Склонился пониже, убрал от глаз мешавшую ветку – и узнал: косуля! Не подозревая опасности, она шла прямо на меня. «Вот бы подошла поближе, вот бы посмотреть получше». И косуля будто поняла мое желание, шла и шла вперед.
Вскоре я увидел не только всю косулю, но и услышал хруст стебельков под ее копытцами. А затем и копытца разглядел, когда она, делая новый шаг, красиво поднимала и как бы задерживала на весу пружинно согнутую ногу. Копытца черные, блестящие к носку заостренные – ну туфельки, да и только!
Плавно ступая, прислушиваясь к каждому шагу, косуля подходила все ближе и ближе. Теперь я видел не только копытца, но и различал, как поднимаются от дыхания ее подтянутые бока, как подергивается усатая мордочка, и даже слышал вздохи – спокойно-глубокие, чуть-чуть сопящие.
Когда между нами оставалось расстояние в пять шагов, косуля остановилась. Выгнув шею и вытянув трепетно вздрагивающие тонкие губы, сорвала с макушки высокой саранки сочное соцветие, быстро двигая нижней челюстью вправо-влево, разжевала и дважды глотнула. Я видел, как катились по горлу комочки этих глотков.
А потом что-то случилось: косуля замотала и затрясла головой, точно отбивалась от наседавшего овода. Опустила длинное ухо, сгорбилась и задним копытом почесала за ухом. Что там у нее? Ах вон что – репейку где-то подцепила!

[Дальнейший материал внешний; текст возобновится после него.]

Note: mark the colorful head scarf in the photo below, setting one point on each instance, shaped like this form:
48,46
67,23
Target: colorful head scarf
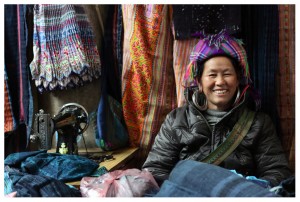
213,45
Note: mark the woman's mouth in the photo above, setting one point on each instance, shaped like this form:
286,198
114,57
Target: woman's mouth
220,92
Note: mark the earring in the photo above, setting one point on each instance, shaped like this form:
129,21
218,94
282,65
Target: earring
200,101
237,97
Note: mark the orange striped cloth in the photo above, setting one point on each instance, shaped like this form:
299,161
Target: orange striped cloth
286,76
148,90
181,57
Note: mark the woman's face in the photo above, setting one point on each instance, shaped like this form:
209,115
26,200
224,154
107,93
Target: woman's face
219,82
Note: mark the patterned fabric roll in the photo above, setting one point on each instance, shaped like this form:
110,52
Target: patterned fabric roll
65,51
148,90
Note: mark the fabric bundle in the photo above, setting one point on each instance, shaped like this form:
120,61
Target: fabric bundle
65,52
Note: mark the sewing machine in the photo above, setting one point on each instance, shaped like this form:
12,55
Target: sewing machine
71,121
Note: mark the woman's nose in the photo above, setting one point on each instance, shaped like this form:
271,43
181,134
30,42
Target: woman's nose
220,80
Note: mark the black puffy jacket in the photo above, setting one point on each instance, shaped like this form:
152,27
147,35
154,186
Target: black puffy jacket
185,134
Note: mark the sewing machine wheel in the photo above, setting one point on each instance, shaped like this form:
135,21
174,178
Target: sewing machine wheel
82,115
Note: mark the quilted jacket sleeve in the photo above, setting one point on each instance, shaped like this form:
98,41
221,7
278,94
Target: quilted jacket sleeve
164,153
272,164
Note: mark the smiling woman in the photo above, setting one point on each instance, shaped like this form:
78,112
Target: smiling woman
221,123
219,82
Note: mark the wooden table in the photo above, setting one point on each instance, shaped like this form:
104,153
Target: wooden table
121,158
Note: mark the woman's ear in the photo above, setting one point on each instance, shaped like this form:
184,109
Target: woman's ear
199,83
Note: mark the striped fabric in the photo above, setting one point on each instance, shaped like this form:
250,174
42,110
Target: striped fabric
181,53
65,51
218,44
148,90
17,79
8,113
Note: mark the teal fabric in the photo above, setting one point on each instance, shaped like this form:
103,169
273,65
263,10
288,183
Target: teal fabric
61,167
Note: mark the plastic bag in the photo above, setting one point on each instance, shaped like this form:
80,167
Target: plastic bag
119,183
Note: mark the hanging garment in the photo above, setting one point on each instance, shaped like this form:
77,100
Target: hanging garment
111,130
181,58
148,90
209,19
262,50
8,113
286,80
65,52
19,102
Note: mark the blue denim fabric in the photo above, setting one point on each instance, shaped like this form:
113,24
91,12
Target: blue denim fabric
196,179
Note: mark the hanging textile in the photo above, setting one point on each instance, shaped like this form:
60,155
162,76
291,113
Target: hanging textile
18,90
286,79
261,44
181,57
111,130
65,52
148,90
8,113
209,19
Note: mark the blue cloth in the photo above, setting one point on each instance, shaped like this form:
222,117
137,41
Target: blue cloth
27,185
263,183
195,179
58,166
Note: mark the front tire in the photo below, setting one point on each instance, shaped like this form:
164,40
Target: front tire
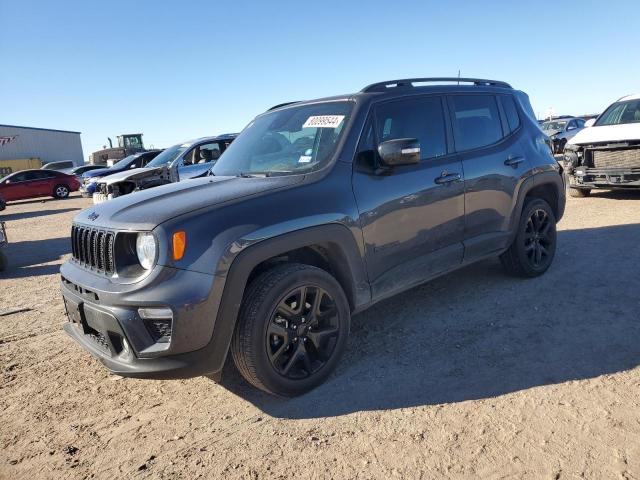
292,329
534,247
61,191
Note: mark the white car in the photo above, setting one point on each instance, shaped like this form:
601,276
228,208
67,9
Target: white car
607,154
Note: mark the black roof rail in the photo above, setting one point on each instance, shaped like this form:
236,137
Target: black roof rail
408,82
282,105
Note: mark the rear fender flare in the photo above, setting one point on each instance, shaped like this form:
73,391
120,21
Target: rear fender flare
543,178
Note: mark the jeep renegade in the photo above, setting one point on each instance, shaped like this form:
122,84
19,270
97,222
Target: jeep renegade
316,211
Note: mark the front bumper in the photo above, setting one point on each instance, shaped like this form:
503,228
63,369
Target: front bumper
605,178
103,319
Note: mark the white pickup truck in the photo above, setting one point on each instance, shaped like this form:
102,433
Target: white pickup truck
606,154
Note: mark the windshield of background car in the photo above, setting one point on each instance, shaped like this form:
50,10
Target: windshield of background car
620,112
123,161
553,126
288,141
168,156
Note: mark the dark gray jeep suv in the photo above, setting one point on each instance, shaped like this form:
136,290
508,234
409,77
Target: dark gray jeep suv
316,211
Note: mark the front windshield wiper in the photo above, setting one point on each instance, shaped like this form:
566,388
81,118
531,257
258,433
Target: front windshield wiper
270,173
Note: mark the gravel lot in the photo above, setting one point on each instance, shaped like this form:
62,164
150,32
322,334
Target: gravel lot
474,375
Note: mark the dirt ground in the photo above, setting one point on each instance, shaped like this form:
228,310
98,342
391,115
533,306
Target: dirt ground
474,375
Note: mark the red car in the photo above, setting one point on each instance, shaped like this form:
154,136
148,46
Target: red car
36,183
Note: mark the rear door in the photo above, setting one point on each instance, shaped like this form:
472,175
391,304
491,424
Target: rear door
487,137
411,220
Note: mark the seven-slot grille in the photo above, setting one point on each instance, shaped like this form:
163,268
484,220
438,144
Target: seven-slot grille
93,248
622,158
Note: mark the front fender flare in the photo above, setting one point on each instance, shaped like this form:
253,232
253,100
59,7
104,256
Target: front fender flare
242,264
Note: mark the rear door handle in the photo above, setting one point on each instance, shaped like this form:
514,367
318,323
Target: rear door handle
513,161
447,178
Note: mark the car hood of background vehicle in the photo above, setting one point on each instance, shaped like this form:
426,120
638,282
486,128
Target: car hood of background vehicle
98,172
125,175
607,133
146,209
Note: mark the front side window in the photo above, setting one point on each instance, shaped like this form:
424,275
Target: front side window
205,153
287,141
168,155
620,113
476,121
419,118
18,177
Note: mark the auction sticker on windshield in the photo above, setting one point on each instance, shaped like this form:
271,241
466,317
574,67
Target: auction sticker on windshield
323,121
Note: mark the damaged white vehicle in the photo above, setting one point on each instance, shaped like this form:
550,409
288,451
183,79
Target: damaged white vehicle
180,162
607,154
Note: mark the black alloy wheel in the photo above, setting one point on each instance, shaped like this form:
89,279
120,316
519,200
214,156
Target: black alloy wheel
292,329
303,332
534,246
538,238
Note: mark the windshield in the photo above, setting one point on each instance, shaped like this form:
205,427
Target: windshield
549,126
168,156
292,140
620,112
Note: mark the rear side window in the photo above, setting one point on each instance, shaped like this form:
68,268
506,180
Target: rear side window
420,118
476,121
510,111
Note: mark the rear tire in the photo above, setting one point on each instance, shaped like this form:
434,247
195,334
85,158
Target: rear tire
60,191
292,329
534,247
579,192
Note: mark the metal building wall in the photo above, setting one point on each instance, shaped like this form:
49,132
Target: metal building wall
48,145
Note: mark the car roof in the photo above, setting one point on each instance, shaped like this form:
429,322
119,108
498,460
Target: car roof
411,86
635,96
224,136
36,170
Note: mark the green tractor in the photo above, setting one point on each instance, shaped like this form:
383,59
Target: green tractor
128,144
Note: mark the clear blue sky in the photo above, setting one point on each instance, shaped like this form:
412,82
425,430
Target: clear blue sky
179,70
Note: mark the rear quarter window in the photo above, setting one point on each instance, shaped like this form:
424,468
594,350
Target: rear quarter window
511,112
476,121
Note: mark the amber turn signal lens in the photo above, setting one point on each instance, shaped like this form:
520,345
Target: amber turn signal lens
179,244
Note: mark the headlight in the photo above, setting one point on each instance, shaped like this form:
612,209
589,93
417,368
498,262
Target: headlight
147,249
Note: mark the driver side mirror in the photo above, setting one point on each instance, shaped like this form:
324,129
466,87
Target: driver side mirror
400,151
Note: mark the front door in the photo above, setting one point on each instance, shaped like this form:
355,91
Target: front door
17,187
412,216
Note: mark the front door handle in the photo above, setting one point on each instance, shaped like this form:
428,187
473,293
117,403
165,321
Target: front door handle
447,178
513,161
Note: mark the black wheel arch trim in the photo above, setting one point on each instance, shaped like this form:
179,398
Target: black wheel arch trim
552,178
353,271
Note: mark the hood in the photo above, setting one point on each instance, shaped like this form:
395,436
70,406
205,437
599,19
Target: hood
125,175
607,133
146,209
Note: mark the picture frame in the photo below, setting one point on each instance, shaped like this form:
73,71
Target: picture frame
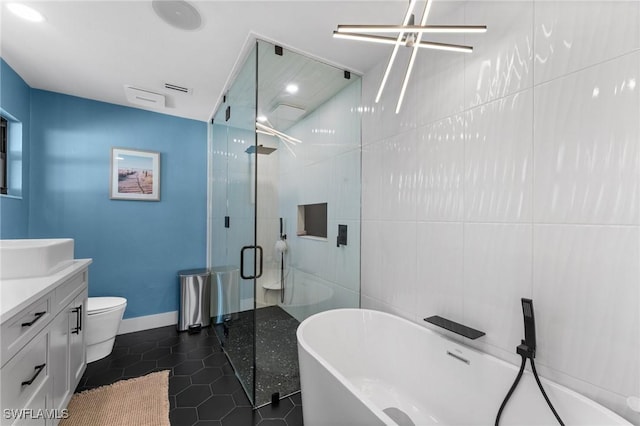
135,174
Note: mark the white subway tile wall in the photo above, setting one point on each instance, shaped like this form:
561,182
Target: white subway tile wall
514,171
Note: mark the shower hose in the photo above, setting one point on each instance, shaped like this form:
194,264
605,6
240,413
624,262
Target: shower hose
515,384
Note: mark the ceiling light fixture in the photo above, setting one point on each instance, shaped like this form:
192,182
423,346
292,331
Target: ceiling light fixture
408,35
25,12
178,14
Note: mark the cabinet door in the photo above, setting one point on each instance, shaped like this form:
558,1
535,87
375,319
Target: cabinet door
77,348
59,349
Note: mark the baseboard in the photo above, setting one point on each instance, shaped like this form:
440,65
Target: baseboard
131,325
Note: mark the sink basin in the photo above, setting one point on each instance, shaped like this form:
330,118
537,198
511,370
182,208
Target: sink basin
34,257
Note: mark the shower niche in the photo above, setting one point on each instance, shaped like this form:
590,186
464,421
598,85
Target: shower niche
286,136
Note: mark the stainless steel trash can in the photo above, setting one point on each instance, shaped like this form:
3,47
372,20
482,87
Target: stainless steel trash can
225,293
195,300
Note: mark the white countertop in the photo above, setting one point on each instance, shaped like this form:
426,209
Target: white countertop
17,294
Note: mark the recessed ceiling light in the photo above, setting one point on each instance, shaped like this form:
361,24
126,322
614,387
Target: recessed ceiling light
178,14
25,12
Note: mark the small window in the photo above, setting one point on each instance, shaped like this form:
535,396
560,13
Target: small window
3,155
312,220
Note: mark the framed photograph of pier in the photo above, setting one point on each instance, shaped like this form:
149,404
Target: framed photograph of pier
135,174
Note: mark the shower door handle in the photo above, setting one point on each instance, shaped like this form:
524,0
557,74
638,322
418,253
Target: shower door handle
250,277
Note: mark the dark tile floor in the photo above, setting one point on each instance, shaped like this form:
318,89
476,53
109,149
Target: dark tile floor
276,350
203,389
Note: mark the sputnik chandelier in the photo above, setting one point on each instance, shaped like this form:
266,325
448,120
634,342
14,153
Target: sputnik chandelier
407,35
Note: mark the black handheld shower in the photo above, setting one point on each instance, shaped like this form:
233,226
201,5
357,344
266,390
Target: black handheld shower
527,350
528,346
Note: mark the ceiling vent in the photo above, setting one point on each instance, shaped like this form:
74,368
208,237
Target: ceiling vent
144,97
177,88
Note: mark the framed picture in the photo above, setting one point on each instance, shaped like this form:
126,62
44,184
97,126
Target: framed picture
135,174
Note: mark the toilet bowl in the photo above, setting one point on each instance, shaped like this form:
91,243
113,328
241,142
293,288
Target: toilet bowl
103,320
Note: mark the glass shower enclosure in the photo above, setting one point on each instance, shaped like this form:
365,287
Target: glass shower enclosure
284,210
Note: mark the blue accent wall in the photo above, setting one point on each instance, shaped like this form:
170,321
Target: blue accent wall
137,246
15,97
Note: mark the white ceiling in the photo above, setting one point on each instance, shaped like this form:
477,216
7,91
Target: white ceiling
91,49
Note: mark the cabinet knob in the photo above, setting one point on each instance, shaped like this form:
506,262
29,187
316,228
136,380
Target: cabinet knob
39,369
37,315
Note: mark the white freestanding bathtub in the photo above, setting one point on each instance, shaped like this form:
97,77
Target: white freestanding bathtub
363,367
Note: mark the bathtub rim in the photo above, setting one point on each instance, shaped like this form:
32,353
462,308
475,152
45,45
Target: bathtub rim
360,312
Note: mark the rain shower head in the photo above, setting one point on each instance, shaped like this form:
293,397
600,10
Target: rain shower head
260,149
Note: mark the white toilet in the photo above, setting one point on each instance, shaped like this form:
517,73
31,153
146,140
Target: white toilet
103,320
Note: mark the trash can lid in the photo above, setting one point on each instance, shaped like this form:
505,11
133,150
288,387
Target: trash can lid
226,268
191,272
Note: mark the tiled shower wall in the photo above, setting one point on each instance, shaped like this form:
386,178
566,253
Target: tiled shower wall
514,171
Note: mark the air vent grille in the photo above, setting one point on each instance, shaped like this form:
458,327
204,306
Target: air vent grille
177,88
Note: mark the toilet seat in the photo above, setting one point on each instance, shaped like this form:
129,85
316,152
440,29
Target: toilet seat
98,305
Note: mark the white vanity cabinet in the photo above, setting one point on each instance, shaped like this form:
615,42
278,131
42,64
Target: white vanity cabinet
43,345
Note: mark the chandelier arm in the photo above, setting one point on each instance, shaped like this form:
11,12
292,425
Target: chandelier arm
412,29
396,47
414,54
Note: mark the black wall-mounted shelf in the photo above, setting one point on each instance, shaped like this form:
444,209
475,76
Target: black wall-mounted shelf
463,330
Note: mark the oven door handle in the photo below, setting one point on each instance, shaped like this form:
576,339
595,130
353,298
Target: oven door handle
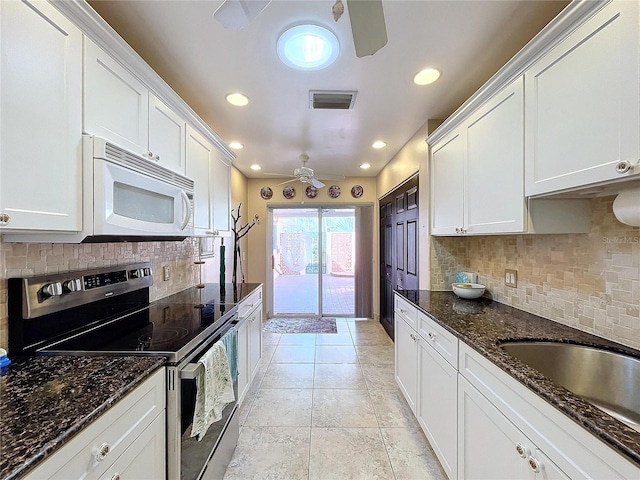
190,371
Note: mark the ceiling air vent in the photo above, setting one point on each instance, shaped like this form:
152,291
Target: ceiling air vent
331,100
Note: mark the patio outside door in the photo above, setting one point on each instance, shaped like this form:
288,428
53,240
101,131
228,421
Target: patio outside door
313,258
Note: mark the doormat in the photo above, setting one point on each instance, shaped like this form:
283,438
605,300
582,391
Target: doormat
300,325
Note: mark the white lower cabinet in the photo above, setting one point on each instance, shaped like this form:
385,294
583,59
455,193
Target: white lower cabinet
249,340
491,447
127,441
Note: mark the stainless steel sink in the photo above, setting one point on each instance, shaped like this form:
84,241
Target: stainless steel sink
609,380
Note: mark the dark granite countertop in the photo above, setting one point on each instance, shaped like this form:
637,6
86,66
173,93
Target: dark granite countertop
483,324
45,401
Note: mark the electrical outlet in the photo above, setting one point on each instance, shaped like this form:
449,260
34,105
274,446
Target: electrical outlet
511,278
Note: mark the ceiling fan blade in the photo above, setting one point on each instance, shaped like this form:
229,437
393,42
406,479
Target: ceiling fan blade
367,26
288,181
239,13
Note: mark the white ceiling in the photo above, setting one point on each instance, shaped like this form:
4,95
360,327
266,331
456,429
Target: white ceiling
468,40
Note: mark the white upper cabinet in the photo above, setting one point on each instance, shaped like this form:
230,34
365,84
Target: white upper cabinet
582,104
41,118
120,108
494,193
116,104
167,135
200,155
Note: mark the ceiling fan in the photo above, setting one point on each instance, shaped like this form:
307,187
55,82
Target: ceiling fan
366,16
306,175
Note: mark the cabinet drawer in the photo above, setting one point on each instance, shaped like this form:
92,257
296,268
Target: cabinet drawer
574,450
443,341
114,431
250,303
406,311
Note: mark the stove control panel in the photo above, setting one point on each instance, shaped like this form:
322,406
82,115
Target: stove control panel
104,279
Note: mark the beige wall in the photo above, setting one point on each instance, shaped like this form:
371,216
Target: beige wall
589,281
257,267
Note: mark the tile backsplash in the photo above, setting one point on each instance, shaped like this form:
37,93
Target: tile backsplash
21,259
587,281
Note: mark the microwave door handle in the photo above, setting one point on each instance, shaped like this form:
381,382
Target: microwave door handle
187,203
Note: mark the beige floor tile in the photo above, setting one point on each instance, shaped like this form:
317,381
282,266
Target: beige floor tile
345,375
281,408
288,375
271,453
342,408
348,453
334,339
411,455
379,377
392,410
336,354
269,338
377,355
293,354
298,339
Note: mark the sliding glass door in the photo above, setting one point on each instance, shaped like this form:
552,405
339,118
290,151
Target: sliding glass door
313,261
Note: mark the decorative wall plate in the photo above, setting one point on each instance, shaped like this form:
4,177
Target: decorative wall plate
311,191
288,192
334,191
266,193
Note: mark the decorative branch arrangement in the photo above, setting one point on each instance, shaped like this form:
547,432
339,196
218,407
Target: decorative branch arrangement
238,233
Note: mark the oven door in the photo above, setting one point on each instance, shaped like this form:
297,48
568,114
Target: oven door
127,202
209,457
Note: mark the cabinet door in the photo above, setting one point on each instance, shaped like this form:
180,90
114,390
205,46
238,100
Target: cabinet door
406,353
220,188
41,118
255,341
491,447
243,360
494,200
199,158
582,104
116,104
447,185
166,135
144,459
437,405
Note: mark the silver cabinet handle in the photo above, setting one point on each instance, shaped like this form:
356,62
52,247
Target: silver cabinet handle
103,451
623,167
534,464
522,450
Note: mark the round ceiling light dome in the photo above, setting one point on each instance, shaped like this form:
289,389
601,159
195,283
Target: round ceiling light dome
308,47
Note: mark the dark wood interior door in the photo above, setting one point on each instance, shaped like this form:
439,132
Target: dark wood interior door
399,245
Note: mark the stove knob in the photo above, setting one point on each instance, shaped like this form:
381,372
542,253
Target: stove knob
51,289
72,286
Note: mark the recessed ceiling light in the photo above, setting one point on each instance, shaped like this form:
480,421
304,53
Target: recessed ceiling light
308,47
237,99
426,76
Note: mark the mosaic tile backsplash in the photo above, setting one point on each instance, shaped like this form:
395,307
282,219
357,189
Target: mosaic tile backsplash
20,259
587,281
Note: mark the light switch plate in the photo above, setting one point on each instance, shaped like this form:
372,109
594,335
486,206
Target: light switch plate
511,278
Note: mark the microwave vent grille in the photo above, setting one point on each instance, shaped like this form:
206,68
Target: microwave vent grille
127,159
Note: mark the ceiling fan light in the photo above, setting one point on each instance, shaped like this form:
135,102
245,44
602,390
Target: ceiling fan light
237,99
426,76
308,47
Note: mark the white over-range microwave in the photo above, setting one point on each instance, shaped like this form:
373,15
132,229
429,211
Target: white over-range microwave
126,197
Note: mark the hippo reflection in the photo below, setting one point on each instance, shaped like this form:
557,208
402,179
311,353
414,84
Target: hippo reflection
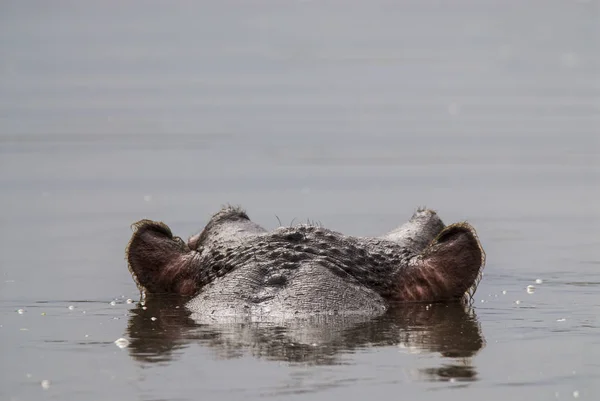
235,267
162,328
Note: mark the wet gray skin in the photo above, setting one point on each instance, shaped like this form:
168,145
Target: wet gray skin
234,267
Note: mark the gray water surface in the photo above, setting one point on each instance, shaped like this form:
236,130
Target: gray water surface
348,113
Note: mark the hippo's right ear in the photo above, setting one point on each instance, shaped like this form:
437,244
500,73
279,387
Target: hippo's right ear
159,262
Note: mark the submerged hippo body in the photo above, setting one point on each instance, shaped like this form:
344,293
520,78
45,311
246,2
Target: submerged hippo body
235,267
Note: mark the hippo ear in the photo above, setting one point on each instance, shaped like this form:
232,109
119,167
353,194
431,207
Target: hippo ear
159,262
449,268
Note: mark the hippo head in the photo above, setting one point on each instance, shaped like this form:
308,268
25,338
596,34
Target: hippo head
235,266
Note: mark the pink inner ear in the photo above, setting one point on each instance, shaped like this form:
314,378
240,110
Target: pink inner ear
193,241
446,270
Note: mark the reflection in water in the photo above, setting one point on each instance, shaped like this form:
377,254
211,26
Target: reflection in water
165,327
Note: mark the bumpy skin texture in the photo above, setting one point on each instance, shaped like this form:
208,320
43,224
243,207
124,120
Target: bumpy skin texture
235,267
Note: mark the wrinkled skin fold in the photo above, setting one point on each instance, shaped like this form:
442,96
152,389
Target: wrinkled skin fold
235,267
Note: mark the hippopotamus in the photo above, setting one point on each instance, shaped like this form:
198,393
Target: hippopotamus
234,267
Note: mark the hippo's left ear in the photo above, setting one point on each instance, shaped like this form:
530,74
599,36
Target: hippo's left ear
449,268
160,262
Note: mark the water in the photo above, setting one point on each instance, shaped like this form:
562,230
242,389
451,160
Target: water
348,113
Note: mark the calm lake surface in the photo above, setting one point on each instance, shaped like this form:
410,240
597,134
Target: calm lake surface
349,113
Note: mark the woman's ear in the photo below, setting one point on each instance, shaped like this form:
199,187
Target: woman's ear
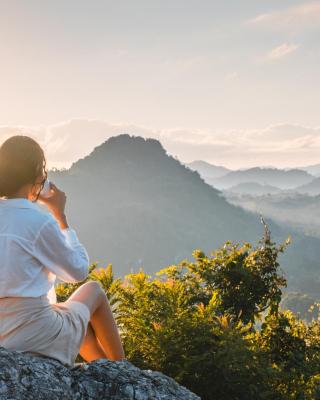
36,187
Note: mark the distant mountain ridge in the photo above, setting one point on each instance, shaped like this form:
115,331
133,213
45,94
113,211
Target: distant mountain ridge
135,206
267,176
312,188
253,188
207,170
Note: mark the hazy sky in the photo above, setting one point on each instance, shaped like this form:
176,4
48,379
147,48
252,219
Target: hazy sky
233,82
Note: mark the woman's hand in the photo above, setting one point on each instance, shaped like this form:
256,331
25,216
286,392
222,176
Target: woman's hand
56,204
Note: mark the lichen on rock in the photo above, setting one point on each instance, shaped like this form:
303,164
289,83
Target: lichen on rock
25,376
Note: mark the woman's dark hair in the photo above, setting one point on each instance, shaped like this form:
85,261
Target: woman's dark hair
22,160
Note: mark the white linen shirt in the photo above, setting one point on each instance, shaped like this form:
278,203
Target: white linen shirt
34,251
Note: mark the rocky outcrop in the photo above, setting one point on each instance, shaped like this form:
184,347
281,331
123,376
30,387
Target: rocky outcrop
24,376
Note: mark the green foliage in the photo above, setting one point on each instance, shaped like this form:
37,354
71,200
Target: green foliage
199,322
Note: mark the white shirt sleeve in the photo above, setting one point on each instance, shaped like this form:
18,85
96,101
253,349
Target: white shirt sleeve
60,251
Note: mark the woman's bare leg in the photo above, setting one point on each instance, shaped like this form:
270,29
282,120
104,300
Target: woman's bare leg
91,348
104,334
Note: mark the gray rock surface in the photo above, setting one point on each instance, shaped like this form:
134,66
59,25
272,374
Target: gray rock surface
24,376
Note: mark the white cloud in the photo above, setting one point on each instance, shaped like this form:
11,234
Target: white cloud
303,16
283,145
282,51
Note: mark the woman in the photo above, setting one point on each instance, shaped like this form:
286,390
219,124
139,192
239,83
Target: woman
35,248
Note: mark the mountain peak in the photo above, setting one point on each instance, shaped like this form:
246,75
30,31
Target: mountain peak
122,149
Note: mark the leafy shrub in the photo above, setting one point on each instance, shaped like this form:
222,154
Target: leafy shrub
215,326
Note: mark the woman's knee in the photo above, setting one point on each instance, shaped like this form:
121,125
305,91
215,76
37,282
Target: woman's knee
91,293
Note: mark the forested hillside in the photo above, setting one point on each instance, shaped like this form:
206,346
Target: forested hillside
135,206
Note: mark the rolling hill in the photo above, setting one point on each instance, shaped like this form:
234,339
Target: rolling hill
267,176
207,170
135,206
254,189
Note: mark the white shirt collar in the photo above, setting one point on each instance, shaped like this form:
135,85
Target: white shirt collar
18,203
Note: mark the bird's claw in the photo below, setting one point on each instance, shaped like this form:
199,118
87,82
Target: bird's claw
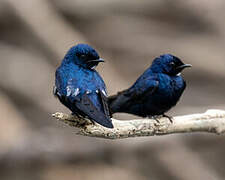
169,117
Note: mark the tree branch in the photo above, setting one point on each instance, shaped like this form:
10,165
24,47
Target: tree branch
212,121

Так стояли мы несколько минут. От напряжения у меня начало сводить судорогой ноги, и я даже не заметил, как пошевелился. Этого оказалось достаточно, чтобы выдать себя.
Косуля вздрогнула, враз устремила на меня, будто выстрелила, взор, слух, обоняние. Она стояла рядом, и два черных, широко раскрытых глаза пронизывали меня насквозь, влажные ноздри шумно втягивали воздух. Она напряглась, как натянутая тетива, малейшее движение – и гибкое тело прянет, подобно стреле, исчезнет среди берез.
Но я не шевелился, и косуля стояла. Она «узнавала» меня, пытаясь понять, кто все-таки перед ней: пень или живое существо, а если живое существо, то враг оно или нет? Однако осторожность взяла свое, и я заметил, как косуля медленно подгибает задние ноги, как горбится при этом ее спина и как торчмя поднимаются на выгнутом хребте рыжие ворсинки.
«Чего напыжилась? Иди куда хочешь», – мысленно сказал я косуле. Но теперь, кажется, и этот мой мысленный голос она услышала. Под ней словно что-то взорвалось – такая невероятная сила взметнула ее и отбросила далеко в сторону. И до чего же красива была в этом прыжке-полете! Рога – на спине, шея – саблей, задние ноги прижаты к животу, а передние стремительно вытянуты. Приземлилась она за березами да еще и еще раз прыгнула! Только и слышно, как копыта стучат по земле: тук! тук! тук! В несколько секунд ускакала на безопасное расстояние и тогда начала гневно топтать по камням да хрипло взлаивать – пугать меня вздумала.
– Не топай, не больно-то я тебя испугался, – сказал я и пошел своей дорогой.